Photographers traveled to Antarctica to watch the moon block the sun and cast its shadow on Earth.
Their photos show a crescent sun rising above the sea, then becoming a dark sphere ringed in light.
A black sun reigned over Antarctica briefly on Saturday, as a total solar eclipse plunged parts of the ice continent into darkness.
The moon moved between Earth and the sun, casting its shadow over the Southern Ocean and Antarctica.
“The moon is always casting a shadow in the solar system, but periodically that shadow passes over the Earth,” meteorologist Jay Anderson said in a video produced by adventure-cruise company Lindblad Expeditions. “When that happens, we want to be underneath that shadow.”

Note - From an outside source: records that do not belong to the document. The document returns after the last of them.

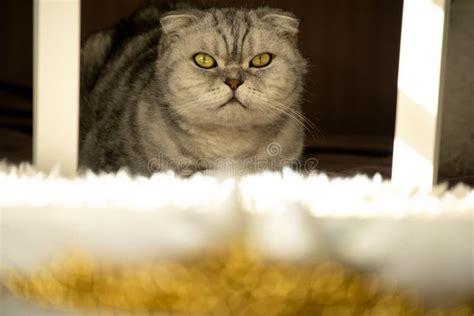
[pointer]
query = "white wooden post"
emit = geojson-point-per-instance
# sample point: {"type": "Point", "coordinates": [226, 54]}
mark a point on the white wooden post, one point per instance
{"type": "Point", "coordinates": [56, 84]}
{"type": "Point", "coordinates": [420, 91]}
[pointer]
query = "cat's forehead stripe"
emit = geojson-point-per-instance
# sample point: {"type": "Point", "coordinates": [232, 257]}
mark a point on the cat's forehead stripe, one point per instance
{"type": "Point", "coordinates": [232, 27]}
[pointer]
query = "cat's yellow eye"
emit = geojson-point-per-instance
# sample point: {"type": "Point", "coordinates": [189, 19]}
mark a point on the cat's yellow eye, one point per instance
{"type": "Point", "coordinates": [204, 60]}
{"type": "Point", "coordinates": [261, 60]}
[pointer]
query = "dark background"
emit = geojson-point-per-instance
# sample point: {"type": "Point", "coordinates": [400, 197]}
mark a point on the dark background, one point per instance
{"type": "Point", "coordinates": [352, 47]}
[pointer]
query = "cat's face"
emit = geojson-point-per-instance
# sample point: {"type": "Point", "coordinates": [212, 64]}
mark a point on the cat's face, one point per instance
{"type": "Point", "coordinates": [231, 67]}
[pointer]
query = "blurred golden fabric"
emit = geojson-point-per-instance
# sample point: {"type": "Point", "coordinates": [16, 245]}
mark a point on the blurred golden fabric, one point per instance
{"type": "Point", "coordinates": [232, 281]}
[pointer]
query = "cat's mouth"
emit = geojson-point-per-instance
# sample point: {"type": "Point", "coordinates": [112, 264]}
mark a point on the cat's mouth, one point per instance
{"type": "Point", "coordinates": [233, 102]}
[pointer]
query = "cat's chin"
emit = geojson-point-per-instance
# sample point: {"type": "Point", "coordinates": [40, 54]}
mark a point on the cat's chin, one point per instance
{"type": "Point", "coordinates": [233, 103]}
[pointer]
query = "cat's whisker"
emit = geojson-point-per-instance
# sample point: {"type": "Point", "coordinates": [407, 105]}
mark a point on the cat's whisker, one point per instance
{"type": "Point", "coordinates": [304, 118]}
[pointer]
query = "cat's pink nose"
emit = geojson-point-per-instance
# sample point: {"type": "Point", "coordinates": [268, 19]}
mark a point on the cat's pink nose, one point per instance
{"type": "Point", "coordinates": [233, 83]}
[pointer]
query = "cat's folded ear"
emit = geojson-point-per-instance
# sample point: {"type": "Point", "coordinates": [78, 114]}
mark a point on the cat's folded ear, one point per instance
{"type": "Point", "coordinates": [175, 22]}
{"type": "Point", "coordinates": [284, 21]}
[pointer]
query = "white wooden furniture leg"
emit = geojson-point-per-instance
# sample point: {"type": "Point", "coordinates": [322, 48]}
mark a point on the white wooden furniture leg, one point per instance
{"type": "Point", "coordinates": [56, 84]}
{"type": "Point", "coordinates": [420, 91]}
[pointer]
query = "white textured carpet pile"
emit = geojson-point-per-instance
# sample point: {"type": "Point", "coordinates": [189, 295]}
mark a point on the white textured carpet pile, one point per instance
{"type": "Point", "coordinates": [424, 239]}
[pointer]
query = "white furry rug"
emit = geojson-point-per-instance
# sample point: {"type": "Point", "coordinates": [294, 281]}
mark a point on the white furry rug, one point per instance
{"type": "Point", "coordinates": [423, 239]}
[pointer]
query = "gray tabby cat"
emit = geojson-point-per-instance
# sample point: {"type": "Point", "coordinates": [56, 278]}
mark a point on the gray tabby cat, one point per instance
{"type": "Point", "coordinates": [188, 90]}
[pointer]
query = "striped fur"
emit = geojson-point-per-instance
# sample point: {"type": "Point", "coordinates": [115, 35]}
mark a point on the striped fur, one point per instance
{"type": "Point", "coordinates": [146, 106]}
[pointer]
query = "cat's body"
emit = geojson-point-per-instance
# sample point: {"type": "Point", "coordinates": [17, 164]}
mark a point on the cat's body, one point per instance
{"type": "Point", "coordinates": [146, 105]}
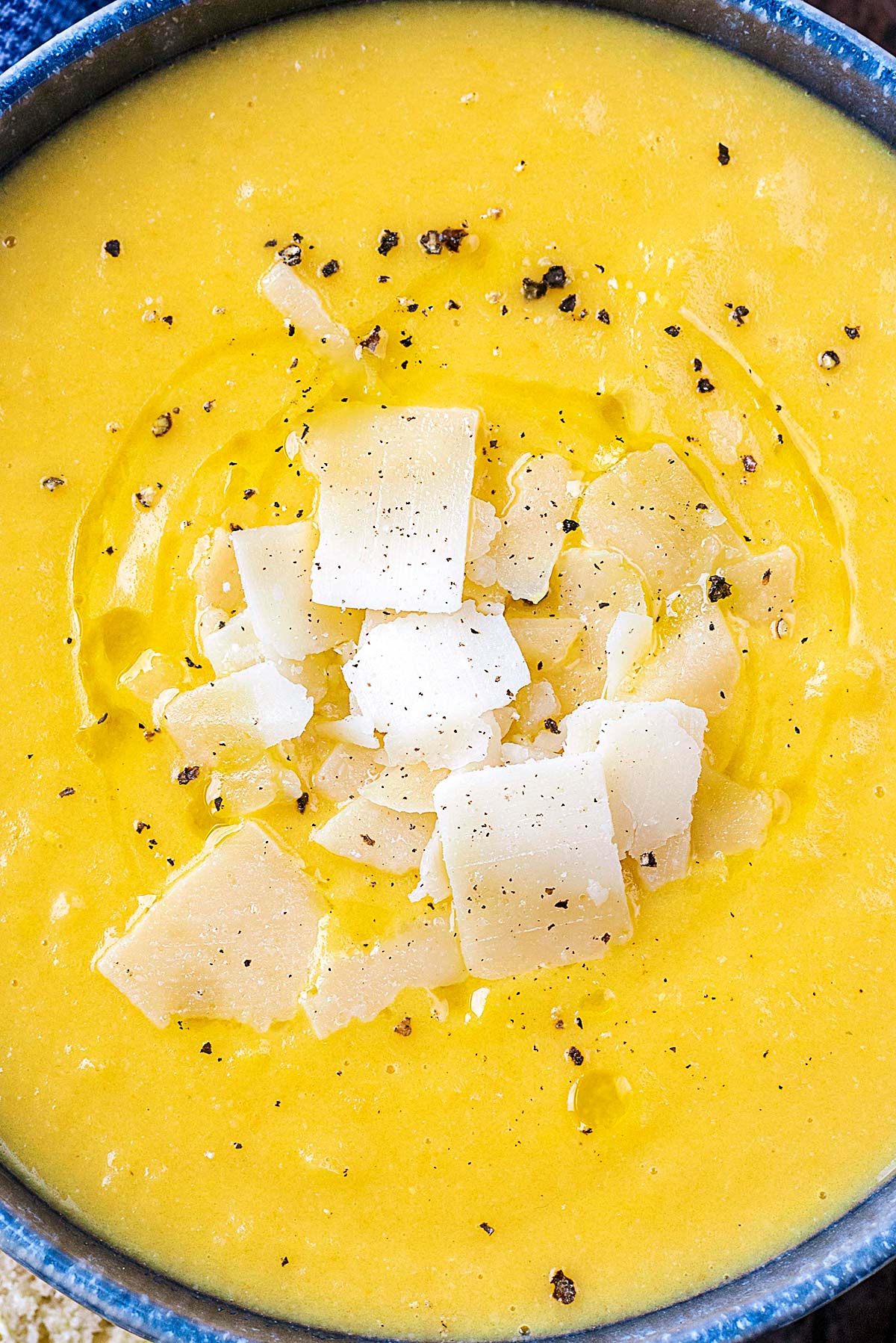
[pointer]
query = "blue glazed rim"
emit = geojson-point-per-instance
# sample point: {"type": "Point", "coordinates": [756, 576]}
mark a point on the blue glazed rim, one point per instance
{"type": "Point", "coordinates": [791, 40]}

That's why Anderson joined tourists and professional photographers aboard a Lindblad Expeditions ship, the “National Geographic Endurance,” which sailed into the Southwest Atlantic Ocean, then dropped anchor in the eclipse's path off the shores of Antarctica.

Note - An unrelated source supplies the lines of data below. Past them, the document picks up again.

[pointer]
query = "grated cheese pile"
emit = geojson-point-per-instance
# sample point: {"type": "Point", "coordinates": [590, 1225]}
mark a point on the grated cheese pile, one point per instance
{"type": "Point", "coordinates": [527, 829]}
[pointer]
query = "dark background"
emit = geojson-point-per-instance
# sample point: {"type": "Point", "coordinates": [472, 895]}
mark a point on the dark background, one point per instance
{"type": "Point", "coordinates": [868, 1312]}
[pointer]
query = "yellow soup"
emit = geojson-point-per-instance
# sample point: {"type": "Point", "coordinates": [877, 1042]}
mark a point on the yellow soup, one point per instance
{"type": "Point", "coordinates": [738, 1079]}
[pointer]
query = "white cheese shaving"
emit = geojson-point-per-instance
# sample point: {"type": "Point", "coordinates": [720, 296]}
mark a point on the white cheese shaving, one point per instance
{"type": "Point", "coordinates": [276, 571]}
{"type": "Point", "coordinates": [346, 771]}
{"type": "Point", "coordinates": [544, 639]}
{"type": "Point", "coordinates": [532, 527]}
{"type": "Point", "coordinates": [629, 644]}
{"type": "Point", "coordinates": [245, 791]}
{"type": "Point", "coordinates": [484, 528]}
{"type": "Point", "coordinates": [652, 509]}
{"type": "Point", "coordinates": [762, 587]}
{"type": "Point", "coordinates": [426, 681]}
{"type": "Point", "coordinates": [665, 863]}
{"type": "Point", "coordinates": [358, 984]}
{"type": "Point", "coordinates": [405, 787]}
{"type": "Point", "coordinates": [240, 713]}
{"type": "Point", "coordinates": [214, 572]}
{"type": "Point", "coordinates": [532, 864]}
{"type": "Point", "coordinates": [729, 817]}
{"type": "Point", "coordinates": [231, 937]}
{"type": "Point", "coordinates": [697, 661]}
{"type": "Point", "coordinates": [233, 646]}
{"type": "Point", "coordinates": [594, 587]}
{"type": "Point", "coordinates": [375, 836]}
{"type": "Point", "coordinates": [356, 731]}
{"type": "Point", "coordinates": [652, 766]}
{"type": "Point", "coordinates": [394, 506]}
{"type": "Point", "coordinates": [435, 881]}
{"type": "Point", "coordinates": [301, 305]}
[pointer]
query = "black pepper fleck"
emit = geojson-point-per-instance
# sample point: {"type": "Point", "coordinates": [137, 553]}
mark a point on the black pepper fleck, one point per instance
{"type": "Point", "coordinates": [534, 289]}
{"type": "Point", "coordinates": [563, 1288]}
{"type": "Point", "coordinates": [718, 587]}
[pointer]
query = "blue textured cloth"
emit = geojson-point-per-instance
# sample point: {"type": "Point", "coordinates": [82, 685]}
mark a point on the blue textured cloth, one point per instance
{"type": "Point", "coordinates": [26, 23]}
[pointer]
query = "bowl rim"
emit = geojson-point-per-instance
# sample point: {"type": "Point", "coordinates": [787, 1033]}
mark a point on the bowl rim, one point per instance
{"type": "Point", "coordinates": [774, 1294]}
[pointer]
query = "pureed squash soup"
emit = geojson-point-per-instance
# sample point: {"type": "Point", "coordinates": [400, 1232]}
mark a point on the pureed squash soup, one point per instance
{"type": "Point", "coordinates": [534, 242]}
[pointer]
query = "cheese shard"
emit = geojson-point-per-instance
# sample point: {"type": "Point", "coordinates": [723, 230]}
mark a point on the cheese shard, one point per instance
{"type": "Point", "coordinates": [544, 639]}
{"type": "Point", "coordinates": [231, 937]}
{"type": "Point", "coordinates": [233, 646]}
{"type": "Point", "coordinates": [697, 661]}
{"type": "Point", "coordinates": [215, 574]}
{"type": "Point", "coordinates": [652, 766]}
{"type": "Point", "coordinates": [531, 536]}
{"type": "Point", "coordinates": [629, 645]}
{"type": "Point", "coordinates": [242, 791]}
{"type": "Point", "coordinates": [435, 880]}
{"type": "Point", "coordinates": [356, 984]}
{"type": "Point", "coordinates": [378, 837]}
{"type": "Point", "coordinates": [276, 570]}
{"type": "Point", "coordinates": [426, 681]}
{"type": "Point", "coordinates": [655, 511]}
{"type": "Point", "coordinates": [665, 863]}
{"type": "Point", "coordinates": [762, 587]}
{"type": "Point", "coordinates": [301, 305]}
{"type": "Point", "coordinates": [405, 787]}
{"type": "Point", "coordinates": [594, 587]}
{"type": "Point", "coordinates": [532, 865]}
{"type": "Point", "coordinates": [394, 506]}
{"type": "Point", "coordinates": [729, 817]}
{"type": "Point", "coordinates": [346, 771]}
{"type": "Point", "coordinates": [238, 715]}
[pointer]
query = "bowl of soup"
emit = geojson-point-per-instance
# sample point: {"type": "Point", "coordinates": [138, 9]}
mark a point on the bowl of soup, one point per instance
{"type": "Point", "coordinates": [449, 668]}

On average, there are two to four solar eclipses each year, according to NASA, but not all are visible from land or populated areas. Many of those eclipses are partial ones — the moon doesn't cover the entire sun. Saturday's event was the only total solar eclipse of 2021.

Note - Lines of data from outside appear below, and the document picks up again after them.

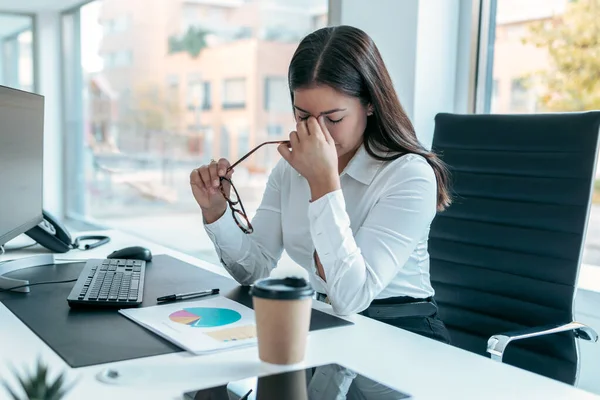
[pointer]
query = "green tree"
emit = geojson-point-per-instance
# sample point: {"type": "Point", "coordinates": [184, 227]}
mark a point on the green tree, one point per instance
{"type": "Point", "coordinates": [572, 41]}
{"type": "Point", "coordinates": [192, 42]}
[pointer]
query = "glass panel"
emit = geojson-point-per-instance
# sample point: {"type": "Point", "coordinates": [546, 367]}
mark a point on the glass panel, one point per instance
{"type": "Point", "coordinates": [16, 52]}
{"type": "Point", "coordinates": [546, 59]}
{"type": "Point", "coordinates": [168, 85]}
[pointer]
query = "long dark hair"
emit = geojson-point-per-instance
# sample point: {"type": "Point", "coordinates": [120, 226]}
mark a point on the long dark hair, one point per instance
{"type": "Point", "coordinates": [346, 59]}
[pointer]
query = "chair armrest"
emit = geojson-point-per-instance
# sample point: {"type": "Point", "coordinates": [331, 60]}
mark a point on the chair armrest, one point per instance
{"type": "Point", "coordinates": [497, 343]}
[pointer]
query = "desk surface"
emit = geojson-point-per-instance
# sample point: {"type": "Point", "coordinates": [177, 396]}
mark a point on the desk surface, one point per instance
{"type": "Point", "coordinates": [410, 363]}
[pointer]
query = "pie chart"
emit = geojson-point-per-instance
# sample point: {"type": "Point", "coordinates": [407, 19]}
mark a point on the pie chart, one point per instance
{"type": "Point", "coordinates": [205, 317]}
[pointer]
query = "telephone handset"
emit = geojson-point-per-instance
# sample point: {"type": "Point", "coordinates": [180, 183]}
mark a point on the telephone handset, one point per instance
{"type": "Point", "coordinates": [53, 235]}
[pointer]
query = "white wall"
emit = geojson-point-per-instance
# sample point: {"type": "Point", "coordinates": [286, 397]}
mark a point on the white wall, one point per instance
{"type": "Point", "coordinates": [1, 63]}
{"type": "Point", "coordinates": [435, 77]}
{"type": "Point", "coordinates": [49, 84]}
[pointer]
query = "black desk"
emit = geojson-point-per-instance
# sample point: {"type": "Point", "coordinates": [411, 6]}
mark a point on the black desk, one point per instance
{"type": "Point", "coordinates": [96, 336]}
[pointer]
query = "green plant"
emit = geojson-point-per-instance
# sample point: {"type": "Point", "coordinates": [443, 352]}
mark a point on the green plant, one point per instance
{"type": "Point", "coordinates": [36, 385]}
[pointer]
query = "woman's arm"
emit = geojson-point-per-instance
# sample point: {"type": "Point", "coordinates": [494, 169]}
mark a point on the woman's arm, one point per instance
{"type": "Point", "coordinates": [356, 269]}
{"type": "Point", "coordinates": [248, 257]}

“It's such an exotic location,” Anderson said of Antarctica, adding that witnessing the eclipse there was “cream on top of the milk.”
The spectacle began with a rare crescent sunrise, as the sun, partially obscured by the moon, peeked above the sea.
The crescent sun making its way through the sky was “like a big smile looking at you,” Anderson said. The smile grew thinner as the moon moved between Earth and the sun.
Soon the moon totally eclipsed our star. Onlookers could only see the sun's corona — its outermost atmosphere — peeking around the edges of the moon. The corona is only visible to the naked eye during a total eclipse.
“A total solar eclipse is such a beautiful thing, because it brings everybody together, and for one minute everybody's going to be looking up and enjoying just the same moments,” photographer Andrew Studer said in the video.
Moments of totality — when the moon completely blocks the sun — are brief, lasting just a minute or two, depending on where you are on Earth.
Then the sun began to peek around the other side of the moon.
Total solar eclipses don't happen every year. The next one will occur on April 20, 2023, over parts of Southeast Asia and Australia, according to TimeandDate.com.
Antarctica won't see another total solar eclipse until 2039.